Nils Svensson: Das klingt, als ob nur Architekten interessante Projekte bearbeiten. Man sollte nicht vergessen, dass ein Tragwerksplaner während seines Berufslebens eine weit größere Zahl von Projekten betreut als ein Architekt; und meist den sehr spannenden Teil; zwar nicht unbedingt bei einem Einfamilienhaus. Wenn man aber eine Brücke plant oder ein weitgespanntes Dach, dann wird es wirklich spannend. Wenn ich Besucher durch Bauwerke führe und erzähle, dass ich diese berechnet oder entworfen habe, erfahre ich Hochachtung.

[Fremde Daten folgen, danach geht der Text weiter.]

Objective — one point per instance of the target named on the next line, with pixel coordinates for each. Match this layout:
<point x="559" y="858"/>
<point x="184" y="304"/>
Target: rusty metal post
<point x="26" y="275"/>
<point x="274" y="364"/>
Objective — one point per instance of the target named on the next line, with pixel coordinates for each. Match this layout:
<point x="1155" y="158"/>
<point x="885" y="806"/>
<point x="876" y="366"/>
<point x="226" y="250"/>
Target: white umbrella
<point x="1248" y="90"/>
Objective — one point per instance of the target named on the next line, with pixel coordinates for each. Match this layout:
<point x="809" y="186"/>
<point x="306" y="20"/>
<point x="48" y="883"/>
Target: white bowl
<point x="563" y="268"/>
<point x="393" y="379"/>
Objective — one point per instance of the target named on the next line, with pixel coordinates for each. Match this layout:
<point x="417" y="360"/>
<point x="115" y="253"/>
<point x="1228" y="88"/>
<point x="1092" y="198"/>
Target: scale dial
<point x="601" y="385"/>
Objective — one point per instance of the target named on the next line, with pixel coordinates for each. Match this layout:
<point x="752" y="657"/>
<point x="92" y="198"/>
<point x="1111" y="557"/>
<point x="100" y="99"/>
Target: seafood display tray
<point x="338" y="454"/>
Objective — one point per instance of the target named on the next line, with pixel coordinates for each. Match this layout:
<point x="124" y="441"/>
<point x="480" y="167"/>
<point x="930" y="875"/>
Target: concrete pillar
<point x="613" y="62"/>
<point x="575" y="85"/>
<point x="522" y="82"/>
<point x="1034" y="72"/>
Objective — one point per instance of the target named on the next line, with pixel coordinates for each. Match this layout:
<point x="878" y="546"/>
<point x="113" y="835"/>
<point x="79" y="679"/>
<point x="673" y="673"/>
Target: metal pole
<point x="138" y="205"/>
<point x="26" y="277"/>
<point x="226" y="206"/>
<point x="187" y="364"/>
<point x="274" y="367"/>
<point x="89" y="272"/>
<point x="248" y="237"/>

Heiko Trumpf:Ich glaube, dass in unserem Studium der teamorientierte planerisch-entwerfende Ansatz, also die kollektive Intelligenz, nicht vermittelt wird. Im Beruf ist man dann später überrascht, wenn man gemeinsam am Tisch sitzt und Lösungen entwickelt; bei anspruchsvollen Projekten können das teilweise bis zu zwanzig Fachplaner sein, von der Lichtplanung bis zur thermischen Simulation.
Lucio Blandini: Während meiner Promotion arbeitete ich am Institut von Prof. Sobek, dem ILEK (Institut für Leichtbau Entwerfen und Konstruieren). Wir haben dort oft gemeinsame Entwürfe für Architekten und Bauingenieure angeboten, um die interdisziplinäre Zusammenarbeit zu fördern. Dabei zeigte sich meines Erachtens, dass die Fähigkeit der angehenden Bauingenieure gestiegen ist, ihre Lösungen als Entwürfe zu verstehen und sie selbstbewusst zu präsentieren.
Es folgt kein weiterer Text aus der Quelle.